If you've ever zoomed in on a familiar neighborhood using Google Maps and other mapping services with satellite images, you know that the satellites images are out-of-date. That new building down the street might just look like a big a hole in the ground on the satellite images.
But a couple of Silicon Valley startups, Skybox Imaging
and Planet Labs
, want to narrow the gap in time lag of commercial satellite imagery so that services like Google Maps could offer near real-time satellite images.
According to Bloomberg Businessweek
, the idea behind the companies is to provide a quick survey of global images that they can sell to other companies to help them spot valuable trends. These are companies that need speedy images rather than the high-quality images provided by bigger companies like DigitalGlobe or Airbus Defense & Space. What could these be used for?
The next step is something more like a Google for Earth: a search engine where people can find satellite photos taken in real or near-real time that answer questions like “How many ships are in the Port of Houston today?” or “How much corn is currently growing in Iowa?” That would be of real value to oil exploration companies, day traders, and others with the tools to analyze the data. To pull this off, a company would need to build a network of satellites dense enough to capture a picture of the whole earth, sort of like a scanner encircling the planet.
As Robbie Schingler, co-founder of Planet Labs, told NASA
: "Our company goal is to image everywhere very frequently, for everyone. If you image everywhere, then that actually means that you can image anywhere. That’s going to be quite transformative for a number of countries, for a number of companies, and so forth. Our monitoring capability is always on. We are always taking a picture."
Earlier this month, Planet Labs launched
a fleet of 28 of its small satellites into space, making it the "largest single constellation of Earth-imaging satellites."
Skybox launched its first satellite in November, which has since provided the first ever HD video from space
. And, this week, it announce
a deal with Orbital Sciences Corp. to launch six more Earth observation satellites in 2015.

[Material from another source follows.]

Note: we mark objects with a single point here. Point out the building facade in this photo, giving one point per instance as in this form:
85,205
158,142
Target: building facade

The key for these startups is that it's all being done on the cheap. Skybox for example is using sub-$50 million satellites by building them with "off-the-shelf electronics
." Compared to more complex satellites, like this one
, that's nothing.
But what does it all mean? How will a bunch of cheap, relatively lower-quality satellites change the world? The Atlantic's Robinson Meyer sums it up nicely
Very soon, it’s likely that it will be substantially easier to buy recent, high-resolution imagery of the Earth’s surface. Large companies will have access to the same global quasi-omniscience as the world’s powerful governments. If successful, these startups will consolidate power.